The results presented in this manuscript are technically not fully differential because the image acquisition is not optimized, resulting in very long measurement times, where drifts even for back-to-back measurements are to be expected. Other systematic errors that are presented but uncompensated originate from various sources:

One of the primary sources of errors of our current configuration is the long measurement time (∼7 hours per sample with post-processing) due to the slow implementation of the image acquisition system. However, we estimate that optimized systems (with hardware triggered projectors) that operate at 5fps could measure the given sample (with post-processing) within 17min. Sophisticated acquisition system could further reduce the measurement time to below 5min. We want to highlight that although geometric wavefront and surface height profiles are nowadays the most commonly used metrics in optical metrology, the reported vision ray amplitude may serve as a decisive metric for assessing the geometrical properties of the surface under test. Optical shops and lens manufacturers could benefit from this information for their manufacturing process.

7. Conclusions

Vision ray techniques are known in the vision community to provide image formation models even when conventional techniques fail.

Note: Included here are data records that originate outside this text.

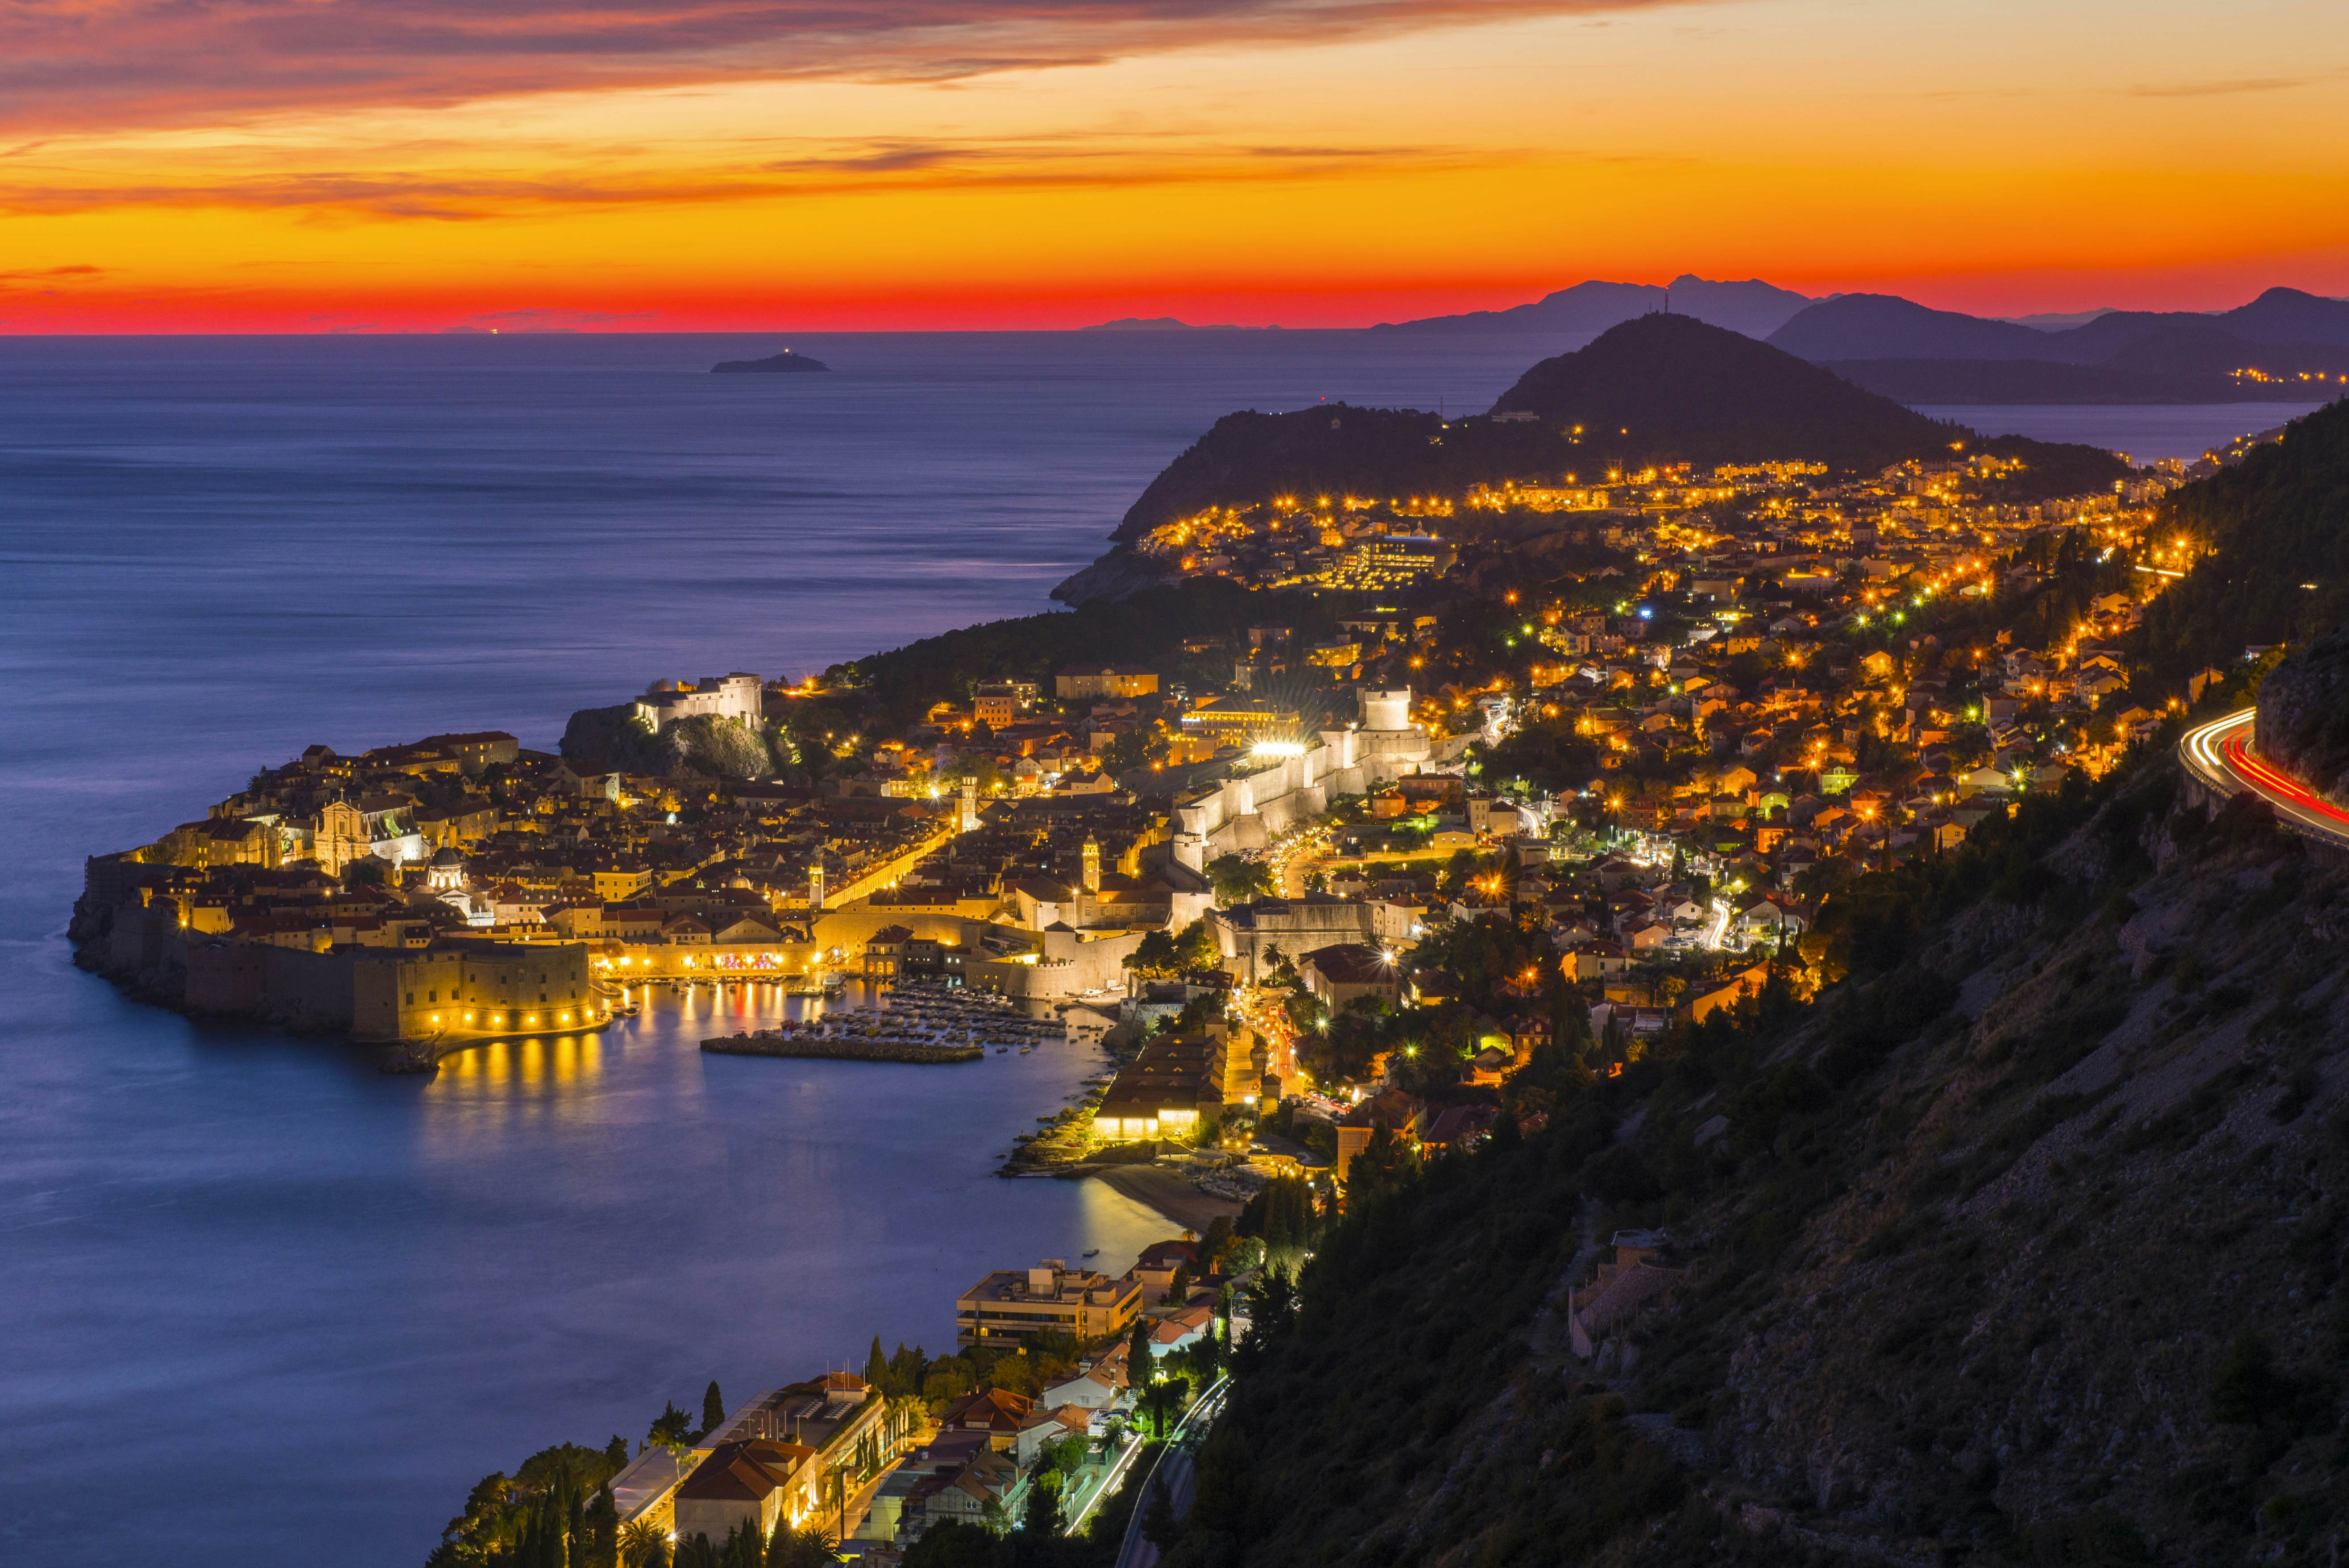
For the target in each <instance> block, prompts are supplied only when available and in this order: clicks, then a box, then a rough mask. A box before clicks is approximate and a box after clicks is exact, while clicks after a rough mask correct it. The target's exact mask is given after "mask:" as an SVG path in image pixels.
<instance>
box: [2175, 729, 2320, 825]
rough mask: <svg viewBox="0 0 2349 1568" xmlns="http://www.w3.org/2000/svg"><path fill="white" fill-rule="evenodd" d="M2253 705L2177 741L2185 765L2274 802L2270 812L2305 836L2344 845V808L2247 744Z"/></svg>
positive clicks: (2231, 792) (2249, 734) (2198, 774)
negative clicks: (2273, 811) (2251, 708)
mask: <svg viewBox="0 0 2349 1568" xmlns="http://www.w3.org/2000/svg"><path fill="white" fill-rule="evenodd" d="M2255 714H2257V709H2239V711H2234V714H2227V716H2225V718H2215V721H2210V723H2206V725H2201V728H2196V730H2187V737H2185V739H2182V742H2178V756H2180V761H2185V765H2187V770H2189V772H2192V775H2196V777H2199V779H2201V782H2203V784H2208V786H2210V789H2215V791H2220V793H2225V796H2234V793H2239V791H2250V793H2255V796H2260V798H2262V800H2267V803H2269V805H2274V807H2276V817H2279V819H2281V822H2283V824H2286V826H2290V829H2297V831H2302V833H2309V836H2311V838H2326V840H2330V843H2337V845H2349V810H2342V807H2337V805H2333V803H2330V800H2326V798H2323V796H2318V793H2316V791H2311V789H2309V786H2304V784H2302V782H2300V779H2295V777H2290V775H2288V772H2283V770H2279V768H2276V765H2274V763H2267V761H2262V758H2260V756H2257V753H2253V749H2250V721H2253V716H2255Z"/></svg>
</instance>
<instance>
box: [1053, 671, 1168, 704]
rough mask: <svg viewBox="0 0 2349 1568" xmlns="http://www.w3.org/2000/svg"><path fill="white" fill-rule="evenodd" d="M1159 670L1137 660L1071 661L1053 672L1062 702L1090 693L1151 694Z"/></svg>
mask: <svg viewBox="0 0 2349 1568" xmlns="http://www.w3.org/2000/svg"><path fill="white" fill-rule="evenodd" d="M1156 692H1158V671H1153V669H1142V667H1137V664H1071V667H1069V669H1062V671H1057V674H1055V676H1052V695H1055V697H1059V699H1062V702H1069V699H1092V697H1153V695H1156Z"/></svg>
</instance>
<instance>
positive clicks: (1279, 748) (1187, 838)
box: [1174, 685, 1470, 871]
mask: <svg viewBox="0 0 2349 1568" xmlns="http://www.w3.org/2000/svg"><path fill="white" fill-rule="evenodd" d="M1358 697H1360V707H1362V718H1360V723H1358V725H1351V728H1346V730H1322V732H1320V735H1318V737H1315V739H1311V742H1304V744H1299V746H1278V744H1273V746H1259V749H1257V751H1252V753H1250V758H1247V761H1245V763H1238V765H1236V768H1233V775H1231V777H1224V779H1210V782H1205V784H1200V786H1196V789H1193V791H1191V793H1186V796H1179V798H1177V800H1174V859H1179V861H1182V864H1184V866H1191V869H1193V871H1205V866H1207V861H1212V859H1217V857H1219V854H1240V852H1247V850H1261V847H1266V845H1268V843H1273V840H1276V838H1280V836H1283V833H1285V831H1290V829H1292V826H1297V824H1299V822H1304V819H1306V817H1313V815H1318V812H1325V810H1330V796H1367V793H1369V791H1374V789H1379V786H1381V784H1393V782H1395V779H1400V777H1407V775H1414V772H1426V770H1431V768H1438V765H1445V763H1452V761H1459V756H1461V753H1463V751H1466V749H1468V739H1470V737H1454V739H1449V742H1442V744H1440V746H1438V744H1433V742H1431V739H1428V732H1426V730H1421V728H1419V725H1414V723H1412V688H1407V685H1405V688H1400V690H1369V688H1362V690H1360V692H1358Z"/></svg>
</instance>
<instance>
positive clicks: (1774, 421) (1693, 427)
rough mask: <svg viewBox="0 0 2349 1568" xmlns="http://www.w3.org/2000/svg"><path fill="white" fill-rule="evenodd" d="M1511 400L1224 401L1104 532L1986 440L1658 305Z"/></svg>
mask: <svg viewBox="0 0 2349 1568" xmlns="http://www.w3.org/2000/svg"><path fill="white" fill-rule="evenodd" d="M2018 331H2027V329H2018ZM1510 413H1515V415H1532V418H1515V420H1513V418H1466V420H1449V423H1447V420H1442V418H1438V415H1433V413H1423V411H1414V408H1353V406H1346V404H1325V406H1315V408H1301V411H1294V413H1254V411H1250V413H1226V415H1224V418H1221V420H1217V423H1214V427H1212V430H1210V432H1207V434H1205V437H1200V439H1198V441H1193V444H1191V448H1189V451H1184V453H1182V455H1179V458H1174V462H1170V465H1167V467H1165V472H1160V474H1158V477H1156V479H1153V481H1151V484H1149V488H1146V491H1144V493H1142V498H1139V500H1137V502H1135V505H1132V507H1130V509H1128V512H1125V521H1123V523H1120V526H1118V530H1116V533H1113V535H1111V538H1113V540H1120V542H1132V540H1139V538H1142V535H1144V533H1149V530H1151V528H1158V526H1163V523H1170V521H1174V519H1184V516H1193V514H1198V512H1203V509H1207V507H1245V505H1257V502H1266V500H1273V498H1278V495H1369V498H1402V495H1454V498H1456V495H1463V493H1468V491H1470V488H1473V486H1480V484H1501V481H1510V479H1515V481H1539V484H1557V481H1562V477H1564V474H1576V477H1579V479H1581V481H1583V484H1597V481H1604V477H1607V472H1609V469H1626V467H1633V469H1635V467H1642V465H1665V462H1694V465H1698V467H1712V465H1717V462H1785V460H1809V462H1828V465H1832V467H1837V469H1879V467H1884V465H1891V462H1900V460H1907V458H1947V455H1950V453H1952V448H1966V451H1978V448H1983V446H1985V437H1980V434H1978V432H1973V430H1964V427H1957V425H1943V423H1936V420H1929V418H1924V415H1921V413H1912V411H1910V408H1903V406H1900V404H1896V401H1891V399H1886V397H1877V394H1875V392H1865V390H1860V387H1856V385H1851V383H1846V380H1842V378H1837V376H1835V373H1830V371H1823V369H1818V366H1813V364H1806V361H1802V359H1797V357H1792V354H1785V352H1781V350H1773V347H1769V345H1764V343H1755V340H1752V338H1745V336H1741V333H1734V331H1729V329H1722V326H1708V324H1705V322H1698V319H1694V317H1684V315H1663V312H1658V315H1644V317H1635V319H1630V322H1623V324H1621V326H1614V329H1609V331H1607V333H1602V336H1600V338H1597V340H1595V343H1590V345H1588V347H1583V350H1576V352H1571V354H1557V357H1553V359H1543V361H1541V364H1536V366H1532V369H1529V371H1527V373H1525V376H1522V378H1520V380H1517V383H1515V385H1513V387H1510V390H1508V392H1503V394H1501V399H1499V401H1496V404H1494V415H1510ZM1992 446H1994V448H1997V451H2001V453H2004V455H2015V458H2022V460H2025V462H2027V465H2030V479H2025V481H2022V486H2025V488H2027V491H2030V495H2022V493H2018V495H2015V498H2037V495H2058V493H2067V491H2065V488H2060V486H2072V488H2074V491H2077V488H2095V486H2100V484H2109V481H2112V479H2116V477H2119V474H2121V472H2126V465H2121V462H2119V460H2116V458H2112V455H2109V453H2098V451H2095V448H2084V446H2048V444H2041V441H2030V439H2025V437H1997V439H1994V441H1992ZM2091 469H2093V477H2091V479H2088V481H2086V484H2077V481H2079V477H2081V474H2088V472H2091Z"/></svg>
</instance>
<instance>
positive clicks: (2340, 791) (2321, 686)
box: [2255, 627, 2349, 800]
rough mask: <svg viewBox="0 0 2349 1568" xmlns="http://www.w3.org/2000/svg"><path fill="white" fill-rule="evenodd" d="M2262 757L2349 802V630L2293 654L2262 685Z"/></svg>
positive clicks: (2316, 786)
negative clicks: (2269, 760)
mask: <svg viewBox="0 0 2349 1568" xmlns="http://www.w3.org/2000/svg"><path fill="white" fill-rule="evenodd" d="M2255 735H2257V744H2260V753H2262V756H2267V758H2274V761H2276V763H2279V765H2281V768H2286V770H2288V772H2290V775H2293V777H2297V779H2302V782H2304V784H2309V786H2311V789H2316V791H2318V793H2323V796H2330V798H2333V800H2349V627H2344V629H2337V631H2333V634H2328V636H2321V638H2318V641H2314V643H2309V646H2307V648H2302V650H2297V653H2293V655H2290V657H2286V660H2283V662H2281V664H2276V667H2274V669H2271V671H2267V681H2262V683H2260V716H2257V721H2255Z"/></svg>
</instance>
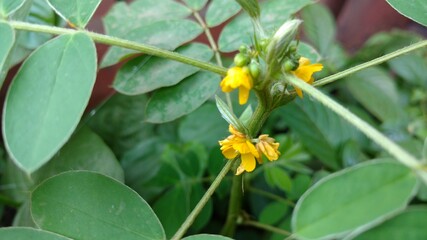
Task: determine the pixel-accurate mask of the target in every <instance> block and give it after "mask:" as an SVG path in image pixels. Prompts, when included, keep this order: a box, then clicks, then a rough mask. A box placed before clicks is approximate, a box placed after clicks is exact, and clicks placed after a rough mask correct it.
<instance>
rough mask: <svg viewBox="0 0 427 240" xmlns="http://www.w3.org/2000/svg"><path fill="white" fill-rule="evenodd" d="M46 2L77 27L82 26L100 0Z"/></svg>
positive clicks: (49, 0) (56, 10)
mask: <svg viewBox="0 0 427 240" xmlns="http://www.w3.org/2000/svg"><path fill="white" fill-rule="evenodd" d="M47 2H48V3H49V5H50V6H51V7H52V8H53V9H54V10H55V12H56V13H58V15H59V16H61V17H62V18H63V19H65V20H67V21H69V22H70V23H72V24H73V25H75V26H77V27H79V28H84V27H85V26H86V25H87V23H88V22H89V20H90V19H91V18H92V15H93V14H94V13H95V10H96V9H97V8H98V6H99V4H100V3H101V0H73V1H69V0H48V1H47Z"/></svg>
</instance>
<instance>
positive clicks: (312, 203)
mask: <svg viewBox="0 0 427 240" xmlns="http://www.w3.org/2000/svg"><path fill="white" fill-rule="evenodd" d="M417 183H418V181H417V177H416V175H415V173H413V172H412V171H411V170H410V169H408V168H406V167H404V166H403V165H401V164H399V163H397V162H394V161H371V162H368V163H363V164H359V165H357V166H355V167H351V168H348V169H345V170H342V171H339V172H336V173H333V174H331V175H329V176H327V177H325V178H323V179H322V180H320V181H319V182H317V183H316V184H315V185H314V186H313V187H311V188H310V189H309V190H308V191H307V192H306V193H305V194H304V195H303V196H302V197H301V198H300V200H299V201H298V203H297V205H296V207H295V210H294V213H293V216H292V229H293V233H294V234H295V236H296V237H297V238H303V239H320V238H328V239H331V238H342V237H343V236H345V235H346V234H348V233H349V232H351V231H358V230H361V229H366V228H367V227H368V226H372V225H373V224H376V223H378V222H380V221H383V220H384V219H386V218H388V217H390V216H391V215H393V214H395V213H396V212H398V211H400V210H402V209H404V208H405V207H406V205H407V204H408V203H409V201H410V200H411V198H412V197H413V196H414V194H415V193H416V190H417V185H418V184H417Z"/></svg>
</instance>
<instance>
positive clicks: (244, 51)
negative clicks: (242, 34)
mask: <svg viewBox="0 0 427 240" xmlns="http://www.w3.org/2000/svg"><path fill="white" fill-rule="evenodd" d="M239 52H241V53H248V46H246V45H240V47H239Z"/></svg>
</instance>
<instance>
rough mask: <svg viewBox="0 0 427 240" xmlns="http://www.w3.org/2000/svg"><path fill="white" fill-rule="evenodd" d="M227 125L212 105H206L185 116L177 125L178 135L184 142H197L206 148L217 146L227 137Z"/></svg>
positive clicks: (210, 103)
mask: <svg viewBox="0 0 427 240" xmlns="http://www.w3.org/2000/svg"><path fill="white" fill-rule="evenodd" d="M227 129H228V126H227V123H226V122H224V120H222V118H221V114H220V113H219V112H218V110H217V109H216V107H215V105H214V104H212V103H206V104H204V105H203V106H202V107H200V108H199V109H197V110H195V111H194V112H192V113H191V114H189V115H187V116H186V117H185V118H184V119H183V120H182V121H181V122H180V125H179V129H178V134H179V137H180V138H181V139H182V140H183V141H184V142H189V141H197V142H200V143H203V145H205V146H208V147H216V146H218V140H219V139H222V138H224V137H225V136H227Z"/></svg>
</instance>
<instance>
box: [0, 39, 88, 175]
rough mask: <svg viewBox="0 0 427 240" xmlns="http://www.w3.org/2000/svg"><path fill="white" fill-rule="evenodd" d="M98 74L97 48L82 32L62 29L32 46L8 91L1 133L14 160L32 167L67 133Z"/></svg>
mask: <svg viewBox="0 0 427 240" xmlns="http://www.w3.org/2000/svg"><path fill="white" fill-rule="evenodd" d="M95 77H96V50H95V45H94V43H93V42H92V40H91V39H90V38H89V37H88V36H86V35H85V34H83V33H77V34H73V35H63V36H61V37H58V38H56V39H54V40H52V41H49V42H48V43H46V44H44V45H43V46H42V47H40V48H39V49H37V50H36V51H34V53H33V54H32V55H31V56H30V57H29V58H28V59H27V60H26V61H25V62H24V64H23V65H22V67H21V69H20V70H19V71H18V73H17V74H16V76H15V79H14V80H13V82H12V84H11V86H10V88H9V92H8V94H7V97H6V103H5V107H4V115H3V134H4V139H5V143H6V148H7V150H8V152H9V154H10V155H11V157H12V159H13V160H14V161H15V163H16V164H17V165H18V166H20V167H21V168H22V169H23V170H25V171H26V172H33V171H35V170H36V169H38V168H39V167H40V166H42V165H43V164H44V163H45V162H47V161H48V160H49V159H50V158H51V157H52V156H53V155H54V154H55V153H56V152H57V151H58V150H59V148H61V146H62V145H63V144H64V143H65V142H66V141H67V139H68V138H69V137H70V136H71V134H72V132H73V131H74V129H75V127H76V126H77V124H78V122H79V120H80V118H81V116H82V114H83V111H84V109H85V107H86V105H87V102H88V100H89V97H90V94H91V91H92V88H93V85H94V83H95Z"/></svg>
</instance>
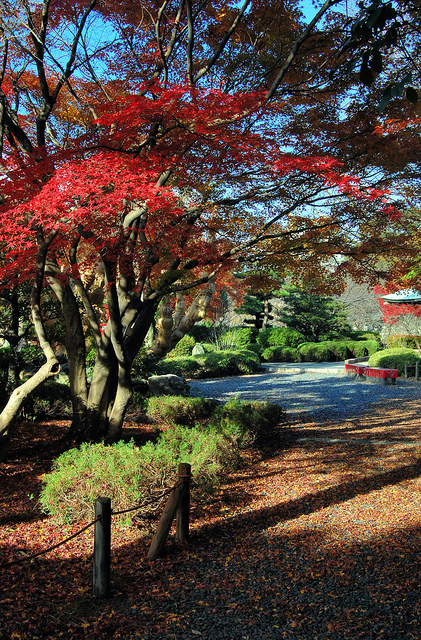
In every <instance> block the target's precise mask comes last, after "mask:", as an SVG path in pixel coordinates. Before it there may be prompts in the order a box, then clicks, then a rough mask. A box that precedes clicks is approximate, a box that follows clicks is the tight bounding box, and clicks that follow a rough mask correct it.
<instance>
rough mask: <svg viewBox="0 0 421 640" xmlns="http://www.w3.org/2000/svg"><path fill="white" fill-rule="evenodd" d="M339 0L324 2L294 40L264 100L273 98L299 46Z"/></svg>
mask: <svg viewBox="0 0 421 640" xmlns="http://www.w3.org/2000/svg"><path fill="white" fill-rule="evenodd" d="M340 1H341V0H326V2H325V3H324V4H323V6H322V7H321V8H320V9H319V11H318V12H317V14H316V15H315V16H314V18H313V20H311V22H310V23H309V24H308V25H307V27H306V28H305V29H304V31H303V33H302V35H301V36H300V37H299V38H297V39H296V41H295V42H294V44H293V46H292V48H291V51H290V53H289V55H288V57H287V59H286V60H285V62H284V64H283V65H282V67H281V69H280V70H279V71H278V74H277V76H276V78H275V80H274V81H273V82H272V85H271V87H270V88H269V90H268V91H267V93H266V96H265V100H266V101H269V100H271V98H273V96H274V95H275V93H276V91H277V89H278V88H279V85H280V84H281V83H282V81H283V79H284V77H285V74H286V73H287V72H288V71H289V69H290V67H291V65H292V63H293V61H294V60H295V58H296V56H297V54H298V51H299V50H300V48H301V45H302V44H303V43H304V42H305V41H306V40H307V39H308V38H309V37H310V35H311V33H312V31H313V28H314V27H315V26H316V24H317V23H318V22H319V20H320V18H322V17H323V16H324V14H325V13H326V11H327V10H328V9H330V7H332V6H334V5H335V4H338V3H339V2H340Z"/></svg>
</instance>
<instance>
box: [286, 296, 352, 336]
mask: <svg viewBox="0 0 421 640" xmlns="http://www.w3.org/2000/svg"><path fill="white" fill-rule="evenodd" d="M282 298H283V301H284V306H283V308H282V310H280V311H279V314H278V320H280V321H281V322H283V323H284V324H286V326H287V327H291V328H292V329H296V330H297V331H300V332H301V333H303V334H304V335H305V337H306V339H307V340H309V341H311V342H319V341H320V340H323V339H330V338H333V337H335V336H337V335H338V334H339V333H341V332H343V331H347V330H349V326H348V324H347V321H346V315H345V311H344V308H343V305H342V304H341V303H340V302H337V301H335V300H334V299H333V298H331V297H330V296H317V295H312V294H310V293H306V292H304V291H300V290H299V289H288V290H286V291H285V292H284V293H283V295H282Z"/></svg>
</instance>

This work extends this approach and proposes a Vision Ray Metrology system that estimates the geometric wavefront of a measurement sample using the sample-induced deflection in the vision rays [52]. A critical aspect is using a telecentric imaging system for the sensor, which allows sample placement within the constant field of view of the sensor without additional alignment concerns. In contrast to PMD, this work relies on differential measurements, and hence, the absolute position and orientation between target and camera do not need to be known. This optical configuration significantly reduces the complexity of the reconstruction algorithms; unlike deflectometry, the proposed vision ray metrology system does not require mathematical optimization algorithms for calibration and reconstruction – the vision rays are obtained using a simple 3D fitting of a line. Furthermore, the cover glass of the display [35–37] is a significant error source in deflectometry. In this work, we propose an active target consisting of a passive diffusive calibration target and a fringe projector (see Fig. 4), to avoid any cover glass related problems.

We have demonstrated the feasibility of this approach via simulation and experiments for both spherical and freeform surfaces. For all samples, the estimated vision rays ${V_x}$ and ${V_y}$ have been used to estimate the geometric wavefront [77] using modal integration techniques [70], which can be translated into a heightmap if the material properties are known.

The accurate phase measurements produce a notably small random error of ∼500 nrad in the estimated vision rays. However, the presence of significant systematic errors as well as drifts that limit the actual measurement uncertainty. Characterizing and compensating these error sources is part of future research.

This work may be extended in the future to multi-freeform surfaces if multiple measurements are recovered for different sample positions and orientations. Thus, the proposed testing method provides a simple, low-cost, and optical shop floor-friendly way to measure the wavefronts of optical samples.

This work has numerous applications, but in particular, the metrology and alignment of freeform optics.